She is of an age now where any time now, she will begin to have an interest in Bathing...but leave it to her to decide 'when'.

Do not force her or push it, it has to be on her own volition, and, they naturally love to bathe, so...should be no problem..!

Sometimes a Pigeons original first Feathers will have an area which is a little goofed up, and later on it corrects itself when new Feathers replace those.

I would not worry about it.


Just do things which are fun for her, in her terms...and you both will be happy.


Phil
Lv


----------



## silvertip47 (Jun 30, 2010)

Thank you so much you have been a great help to us. Also should I be ordering her some pigeon food, the best I can find here is dove food or wild bird seed, and of course she still gets peas 2 times a day.


----------



## soymi69 (Nov 12, 2007)

Is your bird able to see the outside from sunset to sunrise? I think what is happening is that your birds doesn't get enough day light so the bird is in the moult. Racing people put their bird in darkening to enhance the molt. The dropping will change if you stop giving him the green peas the peas have to be dried.

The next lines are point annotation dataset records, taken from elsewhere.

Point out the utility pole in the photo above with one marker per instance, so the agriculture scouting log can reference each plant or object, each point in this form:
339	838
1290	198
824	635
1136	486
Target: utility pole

A wild bird food you can buy in a pet store or Walmart should be sufficient. If the bird is fully feathered under the wing then the bird is over 30 days old frm the time it hatch. Give your bird time to see the day light and the feather should grow properly if you unable to put him outside then put a light with a timer the is set more than 14 hours and it should work to get the feathers to come out properly. Hope this help.


----------



## silvertip47 (Jun 30, 2010)

Thank you very much for the info. We live in the desert where it has been 115 the past couple of weeks, and we try to get her outside early mornings for some sun and vitamins, and to socialize with other birds. We have her cage on the Dining Room table right now, and I can leave the light on all day. I do worry that the heat from the windows will overheat her. The feathers under her wings are just coming in and she loves to flap and try to lift off without a lot of success. Thanks for the quick answer and help.


----------



## pdpbison (Mar 15, 2005)

Hi silvertip47,



Where are you?

I am Downtown Las Vegas.

Been 'warm' here of course also...


Phil
Lv


----------



## silvertip47 (Jun 30, 2010)

Cool we are in Palm Springs so you will be a big help on my questions. We put her out in the mornings, around 6 and let her stay out in half shade half sun for usually a couple of hours or so, and in the evening if there is a breeze we put her out then also, she sometimes has visitors, doves and larks come down onto our pool deck to check her out. We have one cat that loves to sleep on a towel on the top of her cage (yes we watch very close). 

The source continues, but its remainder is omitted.